Reputation: 986
I would like to count the number of times a specific topic is brought up in a very long list of words. Currently, I have a dictionary of dictionaries where the outer keys are the topics and the inner keys are the keywords of that topic.
I am trying to efficiently count the keyword occurrences and maintain a cumulative sum of their corresponding topic occurrences.
Ultimately, I want to save the output for multiple texts. This is an example of what I currently have implemented. The issues I have with it are that it is extremely slow and that it does not store the keyword counts in the output DataFrame.
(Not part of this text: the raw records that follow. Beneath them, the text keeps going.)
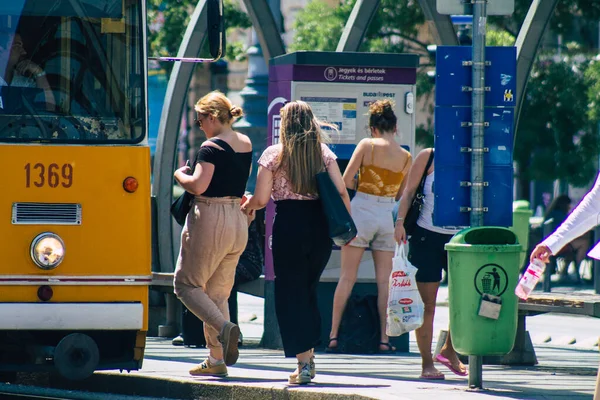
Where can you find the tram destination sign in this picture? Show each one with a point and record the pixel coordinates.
(461, 7)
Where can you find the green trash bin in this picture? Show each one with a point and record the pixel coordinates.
(483, 263)
(521, 214)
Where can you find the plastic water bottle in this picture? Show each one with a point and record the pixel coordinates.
(530, 278)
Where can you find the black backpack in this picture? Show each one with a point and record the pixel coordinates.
(359, 330)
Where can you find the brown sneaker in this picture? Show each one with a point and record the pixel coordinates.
(229, 340)
(302, 377)
(206, 368)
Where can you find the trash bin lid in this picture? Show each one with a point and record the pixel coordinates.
(521, 205)
(485, 239)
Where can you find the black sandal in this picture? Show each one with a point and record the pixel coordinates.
(330, 349)
(390, 349)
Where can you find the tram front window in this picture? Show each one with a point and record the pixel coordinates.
(72, 71)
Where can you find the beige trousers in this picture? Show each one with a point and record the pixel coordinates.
(213, 238)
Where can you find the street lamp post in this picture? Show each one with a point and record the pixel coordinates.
(254, 95)
(254, 124)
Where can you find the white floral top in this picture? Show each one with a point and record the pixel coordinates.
(282, 189)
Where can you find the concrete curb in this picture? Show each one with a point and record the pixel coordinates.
(172, 388)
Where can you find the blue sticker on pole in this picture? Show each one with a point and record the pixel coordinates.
(454, 76)
(453, 136)
(452, 193)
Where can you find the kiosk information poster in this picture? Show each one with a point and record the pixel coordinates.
(339, 87)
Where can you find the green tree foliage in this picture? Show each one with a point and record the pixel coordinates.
(573, 18)
(175, 17)
(558, 135)
(394, 29)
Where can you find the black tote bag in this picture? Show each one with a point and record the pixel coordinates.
(341, 226)
(183, 204)
(181, 207)
(412, 215)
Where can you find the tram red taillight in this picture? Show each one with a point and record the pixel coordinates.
(130, 184)
(45, 293)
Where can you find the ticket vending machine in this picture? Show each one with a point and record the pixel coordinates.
(339, 87)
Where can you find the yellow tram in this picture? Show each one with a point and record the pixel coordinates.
(75, 231)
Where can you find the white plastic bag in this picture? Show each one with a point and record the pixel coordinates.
(405, 307)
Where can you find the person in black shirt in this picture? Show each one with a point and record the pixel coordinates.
(216, 231)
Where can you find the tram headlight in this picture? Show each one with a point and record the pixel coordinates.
(47, 250)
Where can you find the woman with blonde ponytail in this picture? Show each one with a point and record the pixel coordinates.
(301, 245)
(215, 231)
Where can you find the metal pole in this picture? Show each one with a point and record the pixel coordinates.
(478, 96)
(477, 145)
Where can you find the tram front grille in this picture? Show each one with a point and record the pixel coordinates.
(46, 214)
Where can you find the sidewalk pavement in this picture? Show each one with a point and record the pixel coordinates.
(262, 374)
(562, 373)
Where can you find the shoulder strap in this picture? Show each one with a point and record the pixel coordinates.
(223, 144)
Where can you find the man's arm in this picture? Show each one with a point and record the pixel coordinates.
(583, 218)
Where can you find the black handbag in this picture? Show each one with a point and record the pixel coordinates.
(341, 226)
(183, 204)
(181, 207)
(410, 221)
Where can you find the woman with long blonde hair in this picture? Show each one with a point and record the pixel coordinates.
(301, 245)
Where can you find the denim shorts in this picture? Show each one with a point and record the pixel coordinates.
(426, 252)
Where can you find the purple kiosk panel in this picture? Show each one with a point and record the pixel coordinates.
(339, 87)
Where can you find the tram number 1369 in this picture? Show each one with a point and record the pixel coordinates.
(53, 175)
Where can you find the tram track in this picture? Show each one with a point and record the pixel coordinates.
(15, 396)
(25, 392)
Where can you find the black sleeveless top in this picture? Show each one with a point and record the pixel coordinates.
(231, 169)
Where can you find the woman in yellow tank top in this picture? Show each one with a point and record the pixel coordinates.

Is there an alternative that resolves these issues?
import pandas as pd
topics = {
"mathematics": {
"analysis": 0,
"algebra": 0,
"logic": 0
},
"philosophy": {
"ethics": 0,
"metaphysics": 0,
"epistemology": 0
}
}
texts = {
"text_a": [
"the", "major", "areas", "of", "study", "in", "mathematics", "are",
"analysis", "algebra", "and", "logic", "in", "philosophy", "they",
"are", "ethics", "metaphysics", "and", "epistemology"
],
"text_b": [
"logic", "is", "studied", "both", "in", "mathematics", "and",
"philosophy"
]
}
topics_by_text = pd.DataFrame()
for title, text in texts.items():
topic_count = {}
for topic, sub_dict in topics.items():
curr_topic_counter = 0
for keyword, count in sub_dict.items():
keyword_occurrences = text.count(keyword)
topics[topic][keyword] = keyword_occurrences
curr_topic_counter += keyword_occurrences
topic_count[topic] = curr_topic_counter
topics_by_text[title] = pd.Series(topic_count)
print(topics_by_text)
Upvotes: 0
Views: 72
Reputation: 155
Not sure about the speed, But the following code stores the keywords count in a neat MultiIndexed fashion.
# Returns a count dictionary
def CountFrequency(my_list, keyword):
freq = {}
for item in my_list:
freq[item] = 0
if (item in freq):
freq[item] += 1
else:
freq[item] = 1
dict_ = {}
for your_key,value in keyword.items():
try:
dict_.update({your_key: freq[your_key]})
except:
dict_.update({your_key: 0})
dict_['count'] = sum([value if (value != None) else 0 for value in dict_.values()])
return dict_
# Calculates count
output = {}
for key, value in texts.items():
for topic, keywords in topics.items():
try:
output[topic][key] = CountFrequency(value,keywords)
except KeyError:
output[topic] = {}
output[topic][key] = CountFrequency(value,keywords)
# To DataFrame
dict_of_df = {k: pd.DataFrame(v) for k,v in output.items()}
df = pd.concat(dict_of_df, axis=0)
df.T
Upvotes: 1